Background and aim: Sepsis, a leading global cause of mortality, involves life threatening multi-organ failure triggered by a dysregulated host response to infection. Cardiac dysfunction significantly contributes to this failure, primarily influenced by septic-induced metabolic dysregulation. Clinical studies suggest a less favorable outcome for males in sepsis, potentially linked to hormonal disparities, which remains unclear. This study aimed to explore the sex-related cardiac mechanisms driving septic-induced mortality.
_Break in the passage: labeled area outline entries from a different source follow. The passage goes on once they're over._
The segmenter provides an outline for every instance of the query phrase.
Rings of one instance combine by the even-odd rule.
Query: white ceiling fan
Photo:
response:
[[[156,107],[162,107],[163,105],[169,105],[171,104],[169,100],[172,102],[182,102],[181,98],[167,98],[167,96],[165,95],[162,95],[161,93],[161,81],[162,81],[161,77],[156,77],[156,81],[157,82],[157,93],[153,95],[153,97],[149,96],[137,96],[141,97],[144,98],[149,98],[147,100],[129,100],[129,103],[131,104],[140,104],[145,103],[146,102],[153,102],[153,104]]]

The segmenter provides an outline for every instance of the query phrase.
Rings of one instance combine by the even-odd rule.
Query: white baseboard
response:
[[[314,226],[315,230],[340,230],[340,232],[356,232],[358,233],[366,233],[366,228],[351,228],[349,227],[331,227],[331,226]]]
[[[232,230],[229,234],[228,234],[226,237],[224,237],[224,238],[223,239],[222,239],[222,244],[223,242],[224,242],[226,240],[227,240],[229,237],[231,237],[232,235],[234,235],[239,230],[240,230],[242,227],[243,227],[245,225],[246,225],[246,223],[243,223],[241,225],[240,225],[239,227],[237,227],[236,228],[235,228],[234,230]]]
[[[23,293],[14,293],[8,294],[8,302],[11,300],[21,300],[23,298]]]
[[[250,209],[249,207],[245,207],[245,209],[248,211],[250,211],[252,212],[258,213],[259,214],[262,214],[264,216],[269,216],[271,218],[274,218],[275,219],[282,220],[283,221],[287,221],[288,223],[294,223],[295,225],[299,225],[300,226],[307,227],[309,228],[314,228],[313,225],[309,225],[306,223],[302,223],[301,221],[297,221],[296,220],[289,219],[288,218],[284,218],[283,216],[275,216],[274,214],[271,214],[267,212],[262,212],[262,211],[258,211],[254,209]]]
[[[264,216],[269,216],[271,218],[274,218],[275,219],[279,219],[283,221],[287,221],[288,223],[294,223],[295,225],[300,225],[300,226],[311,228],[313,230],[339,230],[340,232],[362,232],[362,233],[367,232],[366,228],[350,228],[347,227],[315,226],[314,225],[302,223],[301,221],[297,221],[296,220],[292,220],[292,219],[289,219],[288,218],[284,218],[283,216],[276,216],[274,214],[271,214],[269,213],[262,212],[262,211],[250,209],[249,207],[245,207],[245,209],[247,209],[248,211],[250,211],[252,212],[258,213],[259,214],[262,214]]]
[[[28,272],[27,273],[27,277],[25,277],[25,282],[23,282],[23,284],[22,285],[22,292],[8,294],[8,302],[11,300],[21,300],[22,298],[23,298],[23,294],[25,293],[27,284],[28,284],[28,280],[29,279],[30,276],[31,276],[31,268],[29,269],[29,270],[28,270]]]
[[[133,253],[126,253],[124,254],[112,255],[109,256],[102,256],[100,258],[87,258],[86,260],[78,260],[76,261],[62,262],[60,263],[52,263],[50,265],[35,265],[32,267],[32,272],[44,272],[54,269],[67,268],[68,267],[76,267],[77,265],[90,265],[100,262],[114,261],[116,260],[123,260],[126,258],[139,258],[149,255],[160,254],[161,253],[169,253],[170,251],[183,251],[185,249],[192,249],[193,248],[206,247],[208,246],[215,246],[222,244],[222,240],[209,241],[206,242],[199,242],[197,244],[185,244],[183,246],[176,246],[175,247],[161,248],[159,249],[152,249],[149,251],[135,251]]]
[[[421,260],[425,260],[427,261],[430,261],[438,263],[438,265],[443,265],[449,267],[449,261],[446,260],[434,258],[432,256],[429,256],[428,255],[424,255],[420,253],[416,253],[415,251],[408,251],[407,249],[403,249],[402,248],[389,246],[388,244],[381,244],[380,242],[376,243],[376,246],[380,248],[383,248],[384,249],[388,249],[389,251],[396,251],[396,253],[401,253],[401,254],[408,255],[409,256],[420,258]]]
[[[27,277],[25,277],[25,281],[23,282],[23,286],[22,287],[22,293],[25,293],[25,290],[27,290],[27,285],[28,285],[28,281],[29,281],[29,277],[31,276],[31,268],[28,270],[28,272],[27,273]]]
Methods and results: Here, we unveil that while sepsis induces dysfunction, metabolic dysregulation, oxidative stress, and apoptosis in the heart, these effects are notably more pronounced in males than females. Detailed mechanistic experiments employing ovariectomized mice, β-estradiol(E2) administration, GPER-1⁺/⁺ (G protein-coupled estrogen receptor 1), and GPER-1^-/^- mice revealed that under lipopolysaccharide (LPS)-induced sepsis, E2 acting via GPER-1 enhances cardiac electrical activity, promotes PPARδ nuclear translocation, and subsequently ameliorates cardiac metabolism while mitigating oxidative stress and apoptosis in females. Furthermore, PPARδ specific activation using GW501516 in female GPER-1⁻/⁻ mice reduced oxidative stress, ultimately decreasing NLRP3 expression in the heart. Remarkably, targeted GPER-1 activation using G1 in males mirrors these benefits, improving cardiac electrical activity and function and ultimately enhancing survival rates during LPS-induced sepsis. By employing NLRP3⁺/⁺and NLRP3⁻/⁻ mice, we demonstrated that the targeted GPER-1 activation mitigated injury, enhanced metabolism, and reduced cardiac apoptosis in the heart of male mice via the downregulation of NLRP3.

Conclusion: Our findings collectively illuminate the different sex-specific mechanisms influencing septic mortality, offering insights into physiological and pathological dimensions. From a pharmacological standpoint, this study introduces specific GPER-1 activation as a promising therapeutic intervention for males under septic conditions. These discoveries not only advance our understanding of sepsis regarding sex but also present a novel avenue for targeted interventions with potential translational impact.